There is no doubt: creatine is the most wildly popular bodybuilding and performance enhancing non-hormonal supplement on the market. Pennsylvania State University did a study which revealed that creatine supplementation results in increased strength and muscle mass gains.
But is creatine supplementation dangerous? Are the negative criticisms of creatine valid? Let’s take a look.
A popular criticism of creatine is that it leads to an increase in muscle cramps, muscle spasms, and pulled muscles. In a study performed at Appalachian State University, researchers found these claims to be false. A pool of 26 athletes who used creatine for up to 4 years each had a similar injury and cramping rate as athletes who did not supplement with creatine.
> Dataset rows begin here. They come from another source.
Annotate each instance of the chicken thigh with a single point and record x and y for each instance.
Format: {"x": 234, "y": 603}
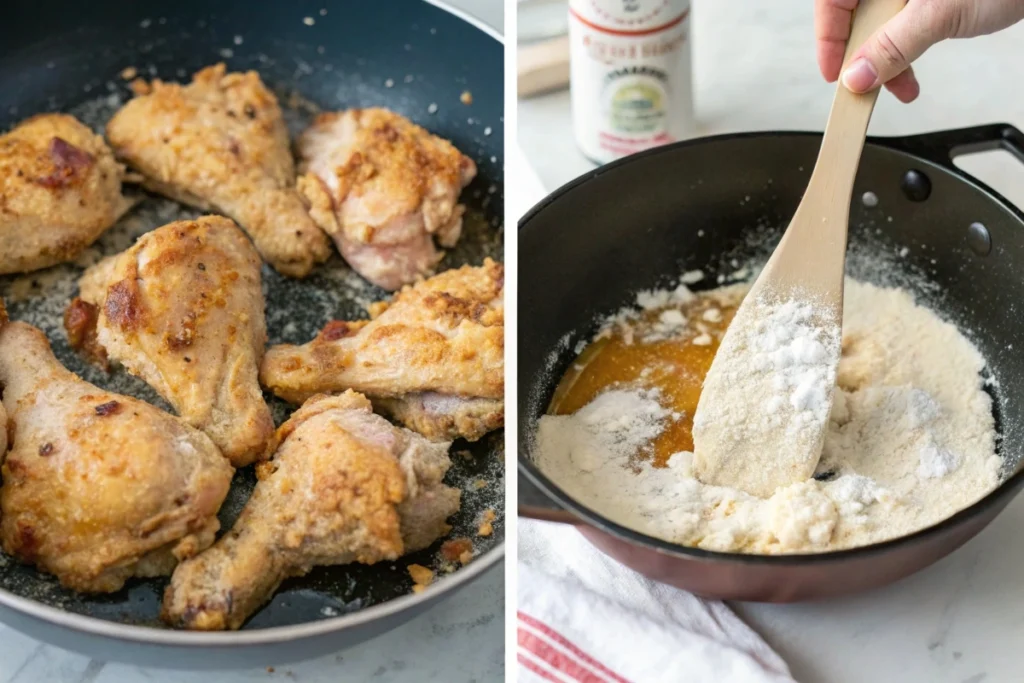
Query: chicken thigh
{"x": 384, "y": 188}
{"x": 183, "y": 309}
{"x": 433, "y": 357}
{"x": 220, "y": 144}
{"x": 344, "y": 485}
{"x": 98, "y": 487}
{"x": 59, "y": 189}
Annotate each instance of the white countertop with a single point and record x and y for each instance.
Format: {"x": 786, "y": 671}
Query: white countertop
{"x": 460, "y": 640}
{"x": 958, "y": 621}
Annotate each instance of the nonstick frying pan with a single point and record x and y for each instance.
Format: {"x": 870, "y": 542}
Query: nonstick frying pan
{"x": 412, "y": 56}
{"x": 709, "y": 204}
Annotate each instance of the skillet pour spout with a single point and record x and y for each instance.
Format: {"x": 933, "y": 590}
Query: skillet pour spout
{"x": 584, "y": 252}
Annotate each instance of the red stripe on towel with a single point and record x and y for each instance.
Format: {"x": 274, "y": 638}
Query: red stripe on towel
{"x": 566, "y": 664}
{"x": 568, "y": 645}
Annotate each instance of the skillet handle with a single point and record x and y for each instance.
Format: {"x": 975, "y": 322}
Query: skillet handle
{"x": 536, "y": 504}
{"x": 942, "y": 146}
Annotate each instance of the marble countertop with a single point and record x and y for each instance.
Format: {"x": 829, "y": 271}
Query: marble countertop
{"x": 460, "y": 640}
{"x": 754, "y": 62}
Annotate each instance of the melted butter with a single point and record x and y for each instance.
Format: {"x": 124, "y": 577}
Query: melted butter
{"x": 676, "y": 367}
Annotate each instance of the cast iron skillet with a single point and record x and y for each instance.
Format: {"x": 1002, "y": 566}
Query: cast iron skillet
{"x": 587, "y": 249}
{"x": 404, "y": 54}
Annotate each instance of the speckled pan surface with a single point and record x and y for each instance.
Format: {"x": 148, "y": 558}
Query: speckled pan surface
{"x": 408, "y": 55}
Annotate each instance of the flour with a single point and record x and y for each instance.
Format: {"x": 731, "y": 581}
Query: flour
{"x": 767, "y": 396}
{"x": 910, "y": 440}
{"x": 614, "y": 428}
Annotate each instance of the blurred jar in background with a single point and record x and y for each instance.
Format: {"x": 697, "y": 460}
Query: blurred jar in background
{"x": 630, "y": 75}
{"x": 540, "y": 19}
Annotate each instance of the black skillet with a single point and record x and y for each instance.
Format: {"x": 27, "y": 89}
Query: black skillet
{"x": 406, "y": 54}
{"x": 713, "y": 203}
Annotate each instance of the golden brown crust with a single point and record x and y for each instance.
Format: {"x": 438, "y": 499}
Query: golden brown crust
{"x": 444, "y": 334}
{"x": 432, "y": 357}
{"x": 59, "y": 190}
{"x": 384, "y": 188}
{"x": 98, "y": 487}
{"x": 221, "y": 143}
{"x": 343, "y": 486}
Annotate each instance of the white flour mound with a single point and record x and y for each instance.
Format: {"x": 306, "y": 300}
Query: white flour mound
{"x": 780, "y": 358}
{"x": 910, "y": 441}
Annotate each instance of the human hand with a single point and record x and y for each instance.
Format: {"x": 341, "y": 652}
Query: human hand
{"x": 887, "y": 55}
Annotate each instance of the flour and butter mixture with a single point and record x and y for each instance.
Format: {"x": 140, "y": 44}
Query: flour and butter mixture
{"x": 910, "y": 438}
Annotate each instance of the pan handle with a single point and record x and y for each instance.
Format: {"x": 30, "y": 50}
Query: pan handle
{"x": 942, "y": 146}
{"x": 535, "y": 503}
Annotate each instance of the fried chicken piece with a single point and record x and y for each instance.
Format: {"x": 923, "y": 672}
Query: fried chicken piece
{"x": 384, "y": 188}
{"x": 98, "y": 487}
{"x": 220, "y": 144}
{"x": 433, "y": 357}
{"x": 344, "y": 485}
{"x": 59, "y": 190}
{"x": 3, "y": 413}
{"x": 183, "y": 309}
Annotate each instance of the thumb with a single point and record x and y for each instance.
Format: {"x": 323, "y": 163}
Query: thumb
{"x": 891, "y": 49}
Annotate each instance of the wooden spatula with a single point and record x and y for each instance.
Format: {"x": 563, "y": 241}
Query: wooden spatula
{"x": 734, "y": 444}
Another recent study, Few Adverse Effects of Long-Term Creatine Supplementation in a Placebo-Controlled Trial, revealed the same conclusion. Half of a 175 subject pool supplemented with 10 grams of creatine a day for 310 days. The other half of the subject pool did not supplement with creatine. Injury, cramping and spasms rates were the same for both groups.
Another study conducted by Truman State University researched the impact of long term creatine supplementation on the kidneys and liver. 23 football players supplemented with 14 grams of creatine a day for 3 years. The results of the study? Creatine supplementation does not harm the kidneys or liver.
In fact, it has been shown that creatine supplementation actually provides some surprising positive benefits. In the study, High-performance capillary electrophoresis-pure creatine monohydrate reduces blood lipids in men and women, creatine supplementation drove down very-low-density lipoprotein levels by nearly 33%.
Bottom line…creatine supplementation is safe. In some rare cases creatine can cause diarrhea or stomach cramps, but it does not lead to injury, muscle cramps, or kidney or liver damage.